To explain point b) a little more: centerprint doesn’t work like the console printing functions, where you can call it multiple times to build up a message from smaller strings. Each time you call it, the previous centerprint message is wiped clean and replaced with your new one. You can define centerprint as:

void(string s1,string s2,string s3,string s4,string s5,string s6,string s7,string s8) centerprint

and then the 8 strings you call it with will be concatenated together, but that’s still a long way from printing 100 individual dots for a full health player.

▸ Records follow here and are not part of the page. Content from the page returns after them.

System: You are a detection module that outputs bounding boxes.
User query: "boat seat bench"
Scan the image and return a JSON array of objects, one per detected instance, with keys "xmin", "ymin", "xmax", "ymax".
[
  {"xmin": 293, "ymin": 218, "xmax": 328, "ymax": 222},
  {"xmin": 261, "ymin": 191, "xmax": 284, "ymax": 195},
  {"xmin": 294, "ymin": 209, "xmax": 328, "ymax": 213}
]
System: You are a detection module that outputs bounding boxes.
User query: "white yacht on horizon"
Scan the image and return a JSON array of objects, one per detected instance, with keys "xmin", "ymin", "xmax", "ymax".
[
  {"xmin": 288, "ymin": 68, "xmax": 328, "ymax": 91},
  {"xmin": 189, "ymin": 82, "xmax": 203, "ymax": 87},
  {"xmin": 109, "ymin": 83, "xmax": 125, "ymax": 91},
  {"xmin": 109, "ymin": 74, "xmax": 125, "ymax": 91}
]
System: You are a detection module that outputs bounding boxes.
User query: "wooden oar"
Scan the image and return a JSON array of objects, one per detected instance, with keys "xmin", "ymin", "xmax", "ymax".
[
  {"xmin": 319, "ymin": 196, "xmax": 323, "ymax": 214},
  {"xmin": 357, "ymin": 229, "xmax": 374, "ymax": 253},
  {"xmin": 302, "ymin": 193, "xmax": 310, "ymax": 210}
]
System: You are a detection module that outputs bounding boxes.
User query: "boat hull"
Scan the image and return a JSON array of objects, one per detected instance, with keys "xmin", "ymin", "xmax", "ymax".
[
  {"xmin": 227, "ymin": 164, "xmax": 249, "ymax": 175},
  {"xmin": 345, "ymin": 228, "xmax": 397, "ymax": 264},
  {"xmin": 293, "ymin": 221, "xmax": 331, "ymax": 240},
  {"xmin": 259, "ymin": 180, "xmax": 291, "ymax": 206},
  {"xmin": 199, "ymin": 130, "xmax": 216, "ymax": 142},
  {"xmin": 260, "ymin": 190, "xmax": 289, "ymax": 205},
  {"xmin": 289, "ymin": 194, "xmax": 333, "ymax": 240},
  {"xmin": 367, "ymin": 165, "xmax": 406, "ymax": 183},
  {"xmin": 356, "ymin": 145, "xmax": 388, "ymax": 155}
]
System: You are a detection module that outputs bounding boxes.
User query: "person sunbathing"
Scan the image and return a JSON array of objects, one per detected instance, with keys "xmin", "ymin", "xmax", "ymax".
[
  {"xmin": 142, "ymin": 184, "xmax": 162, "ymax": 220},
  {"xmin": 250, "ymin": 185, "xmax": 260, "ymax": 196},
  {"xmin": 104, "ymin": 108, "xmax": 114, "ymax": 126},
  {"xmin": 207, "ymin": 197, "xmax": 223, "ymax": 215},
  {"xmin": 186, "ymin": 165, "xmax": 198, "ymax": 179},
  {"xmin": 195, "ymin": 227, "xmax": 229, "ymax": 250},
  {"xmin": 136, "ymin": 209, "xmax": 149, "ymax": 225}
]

Start from a clean copy of the QuakeC source code and FTEQCC as your compiler, and open up defs.qc. Look for the SVC_ constants and add the following line:

float SVC_CENTERPRINT = 26;

Now open client.qc and find the PlayerPostThink function. We’re going to add all of our code to the end of this function, so that the message gets sent every frame. Remember that in real code spamming messages every frame should be avoided, because it overloads the network. Add this code:

local float i;
msg_entity = self;
WriteByte (MSG_ONE, SVC_CENTERPRINT);
for(i = 0; i < self.health; i = i + 1)
{
WriteByte (MSG_ONE, '.');
}
WriteByte (MSG_ONE, 0);

The important thing to learn here is the WriteByte function. Quake has a system of messages which update players about various events. Most of the time these messages are generated for us by the engine, but we can use the WriteByte function to write them manually. Let’s look at a simple example of a manual message from an existing quake function, W_FireAxe:

WriteByte (MSG_BROADCAST, SVC_TEMPENTITY);
WriteByte (MSG_BROADCAST, TE_GUNSHOT);
WriteCoord (MSG_BROADCAST, org_x);
WriteCoord (MSG_BROADCAST, org_y);
WriteCoord (MSG_BROADCAST, org_z);

Each message starts with a “Header byte” which announces which type of message we are sending. In this case SVC_TEMPENTITY tells us the message is creating a temporary entity (the engine name for built-in particle effects). The structure of the rest of the message depends on the message type. For SVC_TEMPENTITY messages the next thing in the message is another byte, which tells the engine which kind of built-in particle effect to use – today it is TE_GUNSHOT. Finally the message needs the coordinates that the particle should be drawn at, and these are sent one coordinate at a time, x then y then z. The message is a fixed length, so the engine knows we have finished.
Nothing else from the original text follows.